The UK’s First-tier Tax Tribunal's decision in Panayi has been published. Whilst the case was reminiscent of Gallaher (previously discussed by Sara Luder), the Judge reached what looks like an opposing conclusion.
Panayi concerned a capital gains tax exit charge levied on trustees on ceasing to be UK resident. If applied where trustees become resident in another EU member state, this charge is a restriction on the freedom of establishment. Such a restriction is permissible, if payment of the charge can be deferred. But UK law, as it applied at the relevant time, did not provide for deferral. Was it possible to find a conforming interpretation?
Gallaher raised a similar question in the context of section 171 TCGA providing, broadly, that intra-group transfers are on a "no gain/no loss" basis if the transfer is between UK companies, but not if the transfer is from a UK to a non-UK company. Given that a conforming interpretation by reading a deferral provision into the legislation would require a choice between different deferral regimes and this is a choice which should be made by the legislature rather than the judiciary, the Judge in Gallaher decided that a conforming interpretation was not possible.

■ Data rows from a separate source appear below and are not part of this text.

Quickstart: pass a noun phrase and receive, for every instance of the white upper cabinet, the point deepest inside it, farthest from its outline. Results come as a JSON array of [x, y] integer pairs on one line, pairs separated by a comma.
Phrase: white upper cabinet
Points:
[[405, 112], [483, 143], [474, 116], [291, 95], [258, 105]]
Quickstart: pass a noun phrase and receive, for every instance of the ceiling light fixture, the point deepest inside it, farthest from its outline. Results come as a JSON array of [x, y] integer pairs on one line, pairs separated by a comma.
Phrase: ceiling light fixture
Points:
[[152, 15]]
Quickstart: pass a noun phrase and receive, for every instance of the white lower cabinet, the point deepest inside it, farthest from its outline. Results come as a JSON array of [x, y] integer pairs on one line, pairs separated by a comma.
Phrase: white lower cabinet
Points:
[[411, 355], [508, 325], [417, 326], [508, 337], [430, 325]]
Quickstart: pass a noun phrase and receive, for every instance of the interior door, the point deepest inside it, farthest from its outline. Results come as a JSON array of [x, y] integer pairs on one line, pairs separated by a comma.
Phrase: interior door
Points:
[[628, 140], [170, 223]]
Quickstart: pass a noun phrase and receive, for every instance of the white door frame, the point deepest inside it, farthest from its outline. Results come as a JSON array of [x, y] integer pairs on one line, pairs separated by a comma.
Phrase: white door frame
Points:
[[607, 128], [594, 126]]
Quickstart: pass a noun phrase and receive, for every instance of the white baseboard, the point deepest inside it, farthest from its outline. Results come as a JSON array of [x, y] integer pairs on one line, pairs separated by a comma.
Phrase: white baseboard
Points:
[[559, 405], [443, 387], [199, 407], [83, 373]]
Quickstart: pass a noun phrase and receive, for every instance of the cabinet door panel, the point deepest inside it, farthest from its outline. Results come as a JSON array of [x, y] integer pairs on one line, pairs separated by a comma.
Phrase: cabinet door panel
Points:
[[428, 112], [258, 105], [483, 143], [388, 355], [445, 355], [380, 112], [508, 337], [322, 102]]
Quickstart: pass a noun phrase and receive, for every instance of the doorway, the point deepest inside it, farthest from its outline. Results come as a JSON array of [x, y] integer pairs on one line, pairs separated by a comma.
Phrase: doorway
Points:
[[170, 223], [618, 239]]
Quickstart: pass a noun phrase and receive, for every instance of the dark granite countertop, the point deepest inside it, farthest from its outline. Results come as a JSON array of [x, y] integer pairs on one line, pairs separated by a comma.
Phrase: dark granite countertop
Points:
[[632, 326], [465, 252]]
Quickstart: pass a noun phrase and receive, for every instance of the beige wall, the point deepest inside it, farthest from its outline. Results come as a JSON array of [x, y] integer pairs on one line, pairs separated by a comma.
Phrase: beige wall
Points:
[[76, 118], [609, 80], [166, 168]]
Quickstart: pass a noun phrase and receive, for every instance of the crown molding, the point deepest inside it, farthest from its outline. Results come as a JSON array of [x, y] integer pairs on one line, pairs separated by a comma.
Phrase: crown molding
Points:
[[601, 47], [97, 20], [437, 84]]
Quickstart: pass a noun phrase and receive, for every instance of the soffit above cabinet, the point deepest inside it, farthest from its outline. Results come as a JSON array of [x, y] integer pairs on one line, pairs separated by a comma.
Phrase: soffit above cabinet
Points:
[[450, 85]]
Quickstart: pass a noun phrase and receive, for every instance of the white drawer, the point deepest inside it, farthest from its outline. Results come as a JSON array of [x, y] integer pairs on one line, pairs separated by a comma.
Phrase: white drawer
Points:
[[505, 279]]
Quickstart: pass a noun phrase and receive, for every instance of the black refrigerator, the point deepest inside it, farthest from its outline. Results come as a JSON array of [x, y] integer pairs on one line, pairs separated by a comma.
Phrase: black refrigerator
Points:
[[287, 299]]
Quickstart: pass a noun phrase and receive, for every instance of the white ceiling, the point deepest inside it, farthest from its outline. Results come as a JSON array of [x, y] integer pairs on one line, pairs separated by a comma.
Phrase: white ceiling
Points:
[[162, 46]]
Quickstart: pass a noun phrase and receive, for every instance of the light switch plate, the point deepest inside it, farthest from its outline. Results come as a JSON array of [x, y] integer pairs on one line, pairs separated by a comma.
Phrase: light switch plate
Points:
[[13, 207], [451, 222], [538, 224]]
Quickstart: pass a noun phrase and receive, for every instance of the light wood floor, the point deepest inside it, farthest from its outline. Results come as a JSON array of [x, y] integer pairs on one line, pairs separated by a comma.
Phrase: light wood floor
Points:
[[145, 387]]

In contrast, the Judge in Panayi concluded that this choice was one which a tribunal may make and decided that a conforming interpretation was possible - the Judge read into the legislation the option of deferring payment of the exit charge in five equal instalments without liability to interest or the requirement to give security.
Gallaher has been appealed to the UK's Upper Tribunal. So, we are waiting to find out whether the UK's Upper Tribunal will come down on one side of the Panayi-Gallaher divide or find a way of accommodating both of them.